今いいところなの、とカーミンはアルタミに張り付いて動かない。


(アルタミというのはアルティメット・ターミナルの略称で、私達にとってのスマホの様なものである)



「そうやってドラマばかり見ていると

すぐに魔力制限を越えてしまうよ?

少し位出かけたらどうだい」


「オルセイン兄さんまで!」



このまま言いなりになってアイスを買ってくるのが気に入らないらしく、

ダーリアはアルタミの魔力供給を切ったが動こうとはしない。



「じゃあ俺も一緒に行こうか?」



兄が発した言葉に

カーミンはぴくりと反応を見せる。

だがカーミンは別にいい、と言った。



「あーあ、昔は

オルセイン兄さんとお買い物!

って喜んでくれてたのになぁ」


「う、うるさいわね……

一人で行けるわよ!」



女の子は

ふん、と鼻を鳴らして家を出て行った。



(うまいことやったわね……)

(いやぁ、それほどでも)



__そんな二人の陰謀にのせられたことを彼女は知らない。



もっとお店から家が近ければ良いのに、と怠惰なことを考えながら歩を進める。


お気に入りのブーツの靴ひもが歩く度に揺れた。


少女は少し大袈裟にため息を吐くと

「大きくなったらアイス位余裕で生成できる立派な魔女になるんだから!」

と決意を固める。


彼女にとって、魔法はアイス食べるためのものらしい。



__ほどなくしてお菓子屋に着くと、カーミンはカップアイスを3つ買った。


ついでに新商品のクッキーも手に入れた。



少女は使いっぱしりにされていることを忘れ、上機嫌で帰路についていた。


鼻歌まで歌っている。



__そうだ、ちょっと近道して行こうかな。



冒険みたいでわくわくするし!、といかにも少女らしい理由でいつもとは違う道に足を踏み入れた。


しばらく歩くと、女の子は看板を見つけた。



【危険】




主語が無いじゃないの__


こう、中途半端な言い回しをされると追究したくなってしまうのがこの少女の性分である。



少女は構わずにずんずんと進んでいく。


やがて道端に転がる大きな影を見つけた。



何あれ__!


少女は驚愕した。
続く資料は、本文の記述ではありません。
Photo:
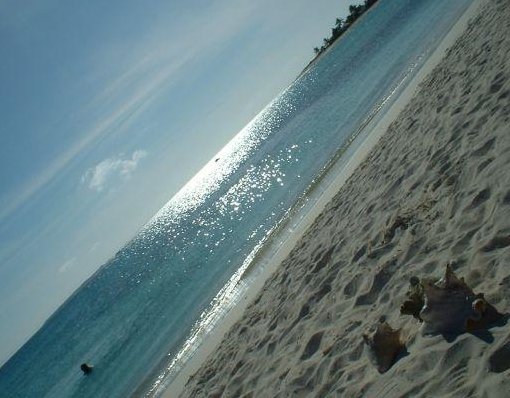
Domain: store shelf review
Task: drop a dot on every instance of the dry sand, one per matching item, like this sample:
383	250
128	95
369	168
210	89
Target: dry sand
444	167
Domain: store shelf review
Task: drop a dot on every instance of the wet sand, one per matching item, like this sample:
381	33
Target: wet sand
442	166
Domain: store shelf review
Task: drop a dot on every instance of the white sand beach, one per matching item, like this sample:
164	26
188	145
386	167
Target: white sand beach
436	189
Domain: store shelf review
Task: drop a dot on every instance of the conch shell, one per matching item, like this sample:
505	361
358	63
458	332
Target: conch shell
448	306
384	346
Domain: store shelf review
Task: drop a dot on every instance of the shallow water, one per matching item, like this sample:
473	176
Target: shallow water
132	317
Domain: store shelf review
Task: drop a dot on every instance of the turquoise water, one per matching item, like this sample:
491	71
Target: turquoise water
135	314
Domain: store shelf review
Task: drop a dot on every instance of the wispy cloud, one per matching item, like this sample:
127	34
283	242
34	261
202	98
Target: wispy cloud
112	170
67	265
154	62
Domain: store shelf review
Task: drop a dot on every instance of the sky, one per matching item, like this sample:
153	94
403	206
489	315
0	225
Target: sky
108	108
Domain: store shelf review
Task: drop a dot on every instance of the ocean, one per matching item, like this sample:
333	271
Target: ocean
141	315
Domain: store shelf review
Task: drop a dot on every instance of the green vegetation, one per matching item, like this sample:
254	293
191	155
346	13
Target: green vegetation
355	11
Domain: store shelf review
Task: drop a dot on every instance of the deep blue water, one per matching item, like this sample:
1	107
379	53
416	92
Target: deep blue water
135	313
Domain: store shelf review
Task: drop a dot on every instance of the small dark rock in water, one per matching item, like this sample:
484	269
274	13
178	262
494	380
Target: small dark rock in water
86	368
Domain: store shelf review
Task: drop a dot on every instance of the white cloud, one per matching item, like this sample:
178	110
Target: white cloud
67	265
111	170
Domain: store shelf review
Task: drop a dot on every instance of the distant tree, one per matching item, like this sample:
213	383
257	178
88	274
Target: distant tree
341	25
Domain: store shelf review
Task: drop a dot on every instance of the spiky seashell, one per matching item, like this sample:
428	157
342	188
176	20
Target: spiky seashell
384	345
450	306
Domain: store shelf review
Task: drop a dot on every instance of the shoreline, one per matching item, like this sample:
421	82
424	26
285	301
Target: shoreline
254	279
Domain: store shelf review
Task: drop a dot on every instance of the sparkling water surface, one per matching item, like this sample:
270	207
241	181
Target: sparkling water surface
133	316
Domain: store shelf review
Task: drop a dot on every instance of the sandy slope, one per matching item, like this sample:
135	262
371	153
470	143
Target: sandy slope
444	167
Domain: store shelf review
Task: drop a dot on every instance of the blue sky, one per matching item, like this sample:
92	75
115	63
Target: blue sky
108	108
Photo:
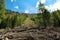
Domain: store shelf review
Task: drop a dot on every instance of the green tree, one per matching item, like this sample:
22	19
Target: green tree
45	14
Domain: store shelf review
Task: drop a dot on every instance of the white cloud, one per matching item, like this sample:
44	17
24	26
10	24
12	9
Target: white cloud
26	11
16	7
54	7
13	0
42	1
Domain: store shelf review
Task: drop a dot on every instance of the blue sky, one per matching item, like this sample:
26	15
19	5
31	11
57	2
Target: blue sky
28	6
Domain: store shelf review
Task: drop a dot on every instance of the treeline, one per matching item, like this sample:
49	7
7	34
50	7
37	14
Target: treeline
43	19
11	19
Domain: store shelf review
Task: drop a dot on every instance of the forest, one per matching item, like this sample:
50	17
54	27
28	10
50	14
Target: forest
43	19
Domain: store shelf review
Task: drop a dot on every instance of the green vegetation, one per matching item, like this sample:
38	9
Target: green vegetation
43	19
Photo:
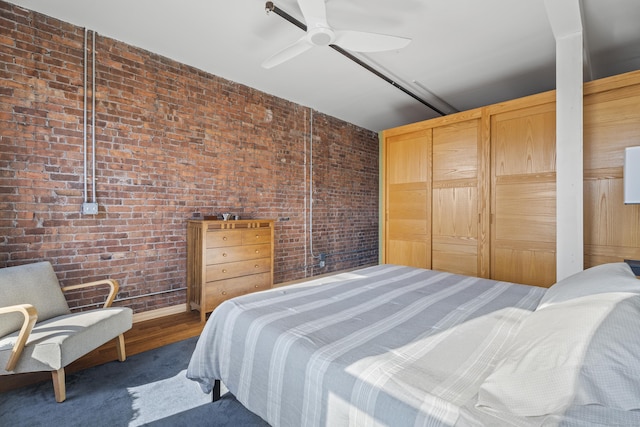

なぜなら、その生物?からは少しも魔力を感なかったからだ。


この世界の生物は量の違いはあれど、皆一様に魔力を持っている。


にもかかわらず魔力を持っていないとなると、この世界の生物ではないことになる。



少女は好奇心を抑え切れずに謎の塊を覗きこむ。



「人間……!?」



初めて見る種族だ。


まぁそれが普通だ。


少女が声をあげたことによって、塊__人間がうっすらと目を開けた。

……気がする。フードのせいで顔がよく見えないのだ。


「腹……減った……」


「え、っと」


異種族とはいえ、困っている人を放置するのは……


悩んだ末に少女は恐る恐る口を開いた。



「クッキー、食べる?」


すると人間はすぐさま顔を上げ、奪う様にしてクッキーを受け取った。


そして、強引に袋を開けて口に詰め込む。


「あり、がと」



口の中にクッキーが入っているため、途切れ途切れだが、人間はお礼を言った。


言葉は通じるらしい。


だが少女はそれより、他のことに意識を向けていた。


フードの取れた人間の顔が







少女の好みど真ん中のイケメンだったからだ。




「好き……」


少女が半ば放心状態で呟く。


だが、食事中の少年にその声は届かなかった。


少女は慌てて口を閉じた。


聞こえてなくて良かった、と安堵しながら。



この少女の気まぐれによる寄り道が、この世あと、空前絶後の奇跡を起こすことになるのである!